On September 30, 2015, a Florida federal court held that the Florida advertising rule that prohibits an attorney from truthfully stating that he or she specializes in a specific field of law is a violation of the First Amendment and therefore unconstitutional.
The rules currently require that a lawyer may only claim a specialization or expertise when the lawyer has been certified under the Florida Certification Plan, or by an organization whose specialty certification program has been accredited by the American Bar Association or the Florida Bar; or the lawyer has been certified by another state bar if the state bar program grants certification on the basis of standards reasonably comparable to the standards of the Florida Certification Plan. The opinion explains that, “the state cannot prevent a person from advertising a lawful specialty, even if the state’s own definition of the specialty is different.”

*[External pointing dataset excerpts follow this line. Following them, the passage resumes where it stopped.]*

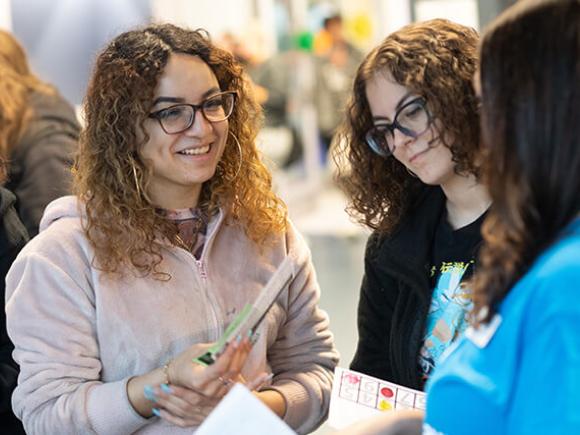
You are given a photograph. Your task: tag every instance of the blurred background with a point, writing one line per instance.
(301, 56)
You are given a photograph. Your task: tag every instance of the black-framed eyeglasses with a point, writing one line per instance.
(413, 119)
(179, 117)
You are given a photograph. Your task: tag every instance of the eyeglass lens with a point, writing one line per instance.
(180, 117)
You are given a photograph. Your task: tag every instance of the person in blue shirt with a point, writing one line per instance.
(517, 371)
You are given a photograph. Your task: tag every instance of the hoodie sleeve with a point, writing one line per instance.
(303, 357)
(52, 321)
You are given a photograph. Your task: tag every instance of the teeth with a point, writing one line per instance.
(195, 151)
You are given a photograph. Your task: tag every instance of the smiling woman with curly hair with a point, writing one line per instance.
(174, 229)
(410, 143)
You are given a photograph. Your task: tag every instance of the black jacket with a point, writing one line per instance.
(39, 167)
(12, 238)
(396, 294)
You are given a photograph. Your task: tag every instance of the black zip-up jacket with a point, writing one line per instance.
(12, 238)
(396, 293)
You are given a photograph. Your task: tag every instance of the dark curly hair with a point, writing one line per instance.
(530, 76)
(436, 59)
(123, 226)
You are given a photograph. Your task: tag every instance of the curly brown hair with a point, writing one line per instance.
(530, 113)
(122, 225)
(436, 59)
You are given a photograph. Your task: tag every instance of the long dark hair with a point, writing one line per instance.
(437, 60)
(530, 77)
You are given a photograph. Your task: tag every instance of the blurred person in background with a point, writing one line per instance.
(13, 236)
(411, 140)
(38, 135)
(336, 63)
(516, 370)
(174, 228)
(524, 349)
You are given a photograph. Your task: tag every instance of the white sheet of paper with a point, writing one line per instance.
(242, 413)
(356, 396)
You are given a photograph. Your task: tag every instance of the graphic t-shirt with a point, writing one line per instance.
(453, 258)
(520, 373)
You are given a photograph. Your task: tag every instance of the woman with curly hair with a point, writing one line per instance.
(411, 141)
(518, 370)
(174, 228)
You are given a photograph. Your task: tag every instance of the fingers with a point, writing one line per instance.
(259, 381)
(180, 406)
(227, 367)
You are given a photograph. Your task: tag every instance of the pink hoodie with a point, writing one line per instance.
(79, 334)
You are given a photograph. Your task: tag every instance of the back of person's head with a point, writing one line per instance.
(16, 84)
(13, 54)
(436, 60)
(530, 77)
(112, 177)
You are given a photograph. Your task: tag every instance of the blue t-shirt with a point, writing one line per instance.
(520, 374)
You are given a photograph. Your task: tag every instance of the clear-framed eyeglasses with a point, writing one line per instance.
(412, 119)
(179, 117)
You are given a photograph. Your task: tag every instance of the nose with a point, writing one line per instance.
(400, 139)
(200, 126)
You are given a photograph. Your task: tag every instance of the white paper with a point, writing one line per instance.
(242, 413)
(356, 396)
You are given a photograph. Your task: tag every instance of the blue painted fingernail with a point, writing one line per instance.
(149, 393)
(254, 338)
(166, 389)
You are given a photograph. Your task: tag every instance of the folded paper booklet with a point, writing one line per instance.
(356, 396)
(242, 413)
(252, 315)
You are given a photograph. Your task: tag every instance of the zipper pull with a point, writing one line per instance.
(201, 268)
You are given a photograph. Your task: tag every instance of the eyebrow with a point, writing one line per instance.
(402, 101)
(178, 100)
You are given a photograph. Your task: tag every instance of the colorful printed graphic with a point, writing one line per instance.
(447, 317)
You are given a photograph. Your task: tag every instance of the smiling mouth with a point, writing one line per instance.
(197, 151)
(418, 154)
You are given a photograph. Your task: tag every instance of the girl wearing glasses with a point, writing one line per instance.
(173, 229)
(411, 141)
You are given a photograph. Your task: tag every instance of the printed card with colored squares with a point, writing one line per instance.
(356, 396)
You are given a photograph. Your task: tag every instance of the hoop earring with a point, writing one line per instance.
(241, 158)
(137, 186)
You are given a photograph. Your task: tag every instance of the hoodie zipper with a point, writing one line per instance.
(201, 270)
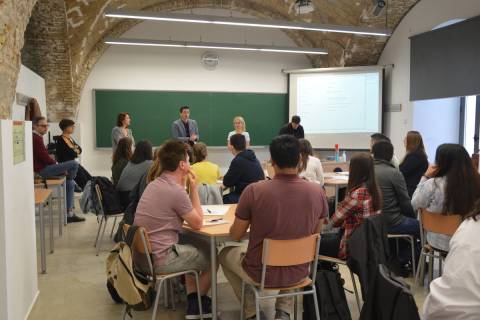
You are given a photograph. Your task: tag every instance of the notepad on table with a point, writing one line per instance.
(214, 222)
(217, 210)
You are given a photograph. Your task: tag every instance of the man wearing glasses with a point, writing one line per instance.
(46, 167)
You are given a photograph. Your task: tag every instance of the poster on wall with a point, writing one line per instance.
(18, 142)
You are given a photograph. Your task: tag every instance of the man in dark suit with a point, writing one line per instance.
(293, 128)
(185, 129)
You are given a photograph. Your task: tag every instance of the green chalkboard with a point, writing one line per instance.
(153, 112)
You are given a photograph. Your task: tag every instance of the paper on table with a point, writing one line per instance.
(214, 222)
(217, 210)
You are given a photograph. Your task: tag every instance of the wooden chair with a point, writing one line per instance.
(301, 251)
(354, 283)
(437, 223)
(103, 220)
(141, 244)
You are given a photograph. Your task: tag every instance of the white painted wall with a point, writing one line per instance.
(426, 15)
(30, 84)
(18, 254)
(438, 121)
(180, 69)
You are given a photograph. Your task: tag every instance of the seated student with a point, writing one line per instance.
(438, 190)
(244, 169)
(121, 156)
(415, 163)
(399, 215)
(310, 167)
(46, 167)
(363, 199)
(137, 166)
(162, 209)
(67, 149)
(456, 294)
(377, 137)
(241, 128)
(206, 171)
(286, 207)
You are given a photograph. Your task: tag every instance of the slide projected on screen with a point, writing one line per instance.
(341, 106)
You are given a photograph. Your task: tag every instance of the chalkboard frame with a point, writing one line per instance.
(259, 146)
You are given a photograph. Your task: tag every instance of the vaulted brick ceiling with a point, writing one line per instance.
(87, 27)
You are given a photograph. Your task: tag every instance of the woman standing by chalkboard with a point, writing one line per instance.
(241, 128)
(122, 130)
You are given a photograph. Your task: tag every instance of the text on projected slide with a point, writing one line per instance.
(339, 103)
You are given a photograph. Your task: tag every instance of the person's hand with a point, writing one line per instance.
(431, 171)
(192, 179)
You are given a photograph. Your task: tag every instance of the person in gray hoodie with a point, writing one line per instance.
(244, 169)
(399, 215)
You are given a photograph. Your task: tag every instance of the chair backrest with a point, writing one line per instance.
(440, 223)
(141, 244)
(285, 253)
(99, 197)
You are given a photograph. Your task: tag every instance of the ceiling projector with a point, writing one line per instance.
(304, 6)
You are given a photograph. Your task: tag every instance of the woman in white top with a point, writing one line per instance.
(450, 186)
(122, 130)
(240, 127)
(310, 167)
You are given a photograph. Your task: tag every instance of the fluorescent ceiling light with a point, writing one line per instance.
(277, 24)
(211, 45)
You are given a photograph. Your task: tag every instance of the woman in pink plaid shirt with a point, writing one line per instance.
(362, 200)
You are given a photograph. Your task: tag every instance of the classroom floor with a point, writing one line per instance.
(74, 286)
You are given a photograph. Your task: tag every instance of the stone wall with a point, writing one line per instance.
(14, 16)
(64, 39)
(47, 53)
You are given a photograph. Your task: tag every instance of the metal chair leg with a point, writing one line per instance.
(199, 295)
(355, 290)
(99, 244)
(165, 294)
(412, 243)
(315, 302)
(295, 307)
(430, 271)
(242, 302)
(157, 299)
(440, 266)
(98, 232)
(420, 269)
(172, 295)
(113, 227)
(257, 306)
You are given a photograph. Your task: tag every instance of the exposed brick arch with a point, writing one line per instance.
(65, 62)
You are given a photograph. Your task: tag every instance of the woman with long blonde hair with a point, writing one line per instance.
(415, 162)
(241, 128)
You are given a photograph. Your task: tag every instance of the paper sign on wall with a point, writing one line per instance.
(18, 142)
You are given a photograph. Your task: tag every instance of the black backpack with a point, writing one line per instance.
(110, 198)
(331, 297)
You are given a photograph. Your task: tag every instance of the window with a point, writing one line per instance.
(470, 132)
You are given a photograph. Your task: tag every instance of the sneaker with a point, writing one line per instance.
(74, 219)
(192, 308)
(281, 315)
(262, 316)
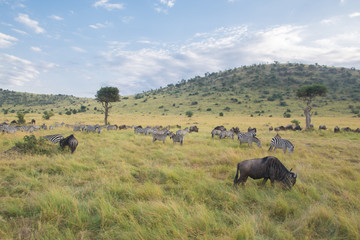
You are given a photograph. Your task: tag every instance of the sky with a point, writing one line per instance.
(76, 47)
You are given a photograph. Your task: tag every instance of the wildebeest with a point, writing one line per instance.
(249, 139)
(322, 127)
(226, 134)
(221, 128)
(268, 168)
(215, 132)
(70, 141)
(252, 130)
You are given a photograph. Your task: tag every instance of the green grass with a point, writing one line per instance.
(118, 185)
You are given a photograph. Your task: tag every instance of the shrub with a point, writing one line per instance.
(189, 113)
(47, 115)
(296, 122)
(287, 115)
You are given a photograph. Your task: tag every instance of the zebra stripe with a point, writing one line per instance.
(54, 138)
(278, 142)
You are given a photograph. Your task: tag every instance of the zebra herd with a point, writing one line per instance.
(250, 137)
(160, 134)
(70, 141)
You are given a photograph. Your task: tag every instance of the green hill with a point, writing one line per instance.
(257, 90)
(265, 89)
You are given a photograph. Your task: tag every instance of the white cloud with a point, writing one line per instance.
(36, 49)
(163, 5)
(108, 6)
(100, 25)
(19, 31)
(355, 14)
(55, 17)
(24, 19)
(78, 49)
(6, 40)
(15, 71)
(168, 3)
(157, 65)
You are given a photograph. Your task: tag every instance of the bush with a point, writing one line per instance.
(189, 113)
(287, 115)
(47, 115)
(296, 122)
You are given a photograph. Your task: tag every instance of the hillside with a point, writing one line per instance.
(257, 90)
(265, 90)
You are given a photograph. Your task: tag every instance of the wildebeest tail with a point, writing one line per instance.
(237, 174)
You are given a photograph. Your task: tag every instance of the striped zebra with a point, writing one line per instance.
(278, 142)
(54, 138)
(70, 141)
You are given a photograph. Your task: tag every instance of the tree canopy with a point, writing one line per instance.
(308, 92)
(107, 94)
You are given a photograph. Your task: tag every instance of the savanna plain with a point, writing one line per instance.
(118, 185)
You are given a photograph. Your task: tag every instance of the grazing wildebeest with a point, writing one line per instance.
(268, 168)
(252, 130)
(215, 132)
(249, 139)
(322, 127)
(221, 128)
(226, 134)
(194, 129)
(278, 142)
(70, 141)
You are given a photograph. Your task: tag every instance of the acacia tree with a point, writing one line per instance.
(308, 94)
(107, 95)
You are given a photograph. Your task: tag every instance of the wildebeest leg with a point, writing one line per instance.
(270, 149)
(264, 181)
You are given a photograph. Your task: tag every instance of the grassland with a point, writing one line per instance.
(118, 185)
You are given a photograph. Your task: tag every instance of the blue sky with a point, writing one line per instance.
(77, 47)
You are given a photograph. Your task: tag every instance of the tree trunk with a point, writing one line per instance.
(106, 111)
(307, 112)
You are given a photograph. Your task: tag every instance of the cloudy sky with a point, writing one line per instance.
(77, 47)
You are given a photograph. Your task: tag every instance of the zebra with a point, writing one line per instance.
(177, 138)
(182, 132)
(228, 134)
(278, 142)
(54, 138)
(215, 132)
(248, 138)
(70, 141)
(159, 136)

The issue is one of several in the Searcy, Denny law firm’s suit against the Florida Bar. The claim partially derives from the fact that not every field of law has a board certification. Therefore, according to the Florida rule, an attorney who specializes in mass torts or unsafe products cases is not permitted to truthfully state that he specializes in these fields, because there is no board certification available.
Florida has some of the most detailed advertising rules in the country; however, the rule at issue is a common one. It will be interesting to see whether other states amend their rules in accordance with the Florida opinion.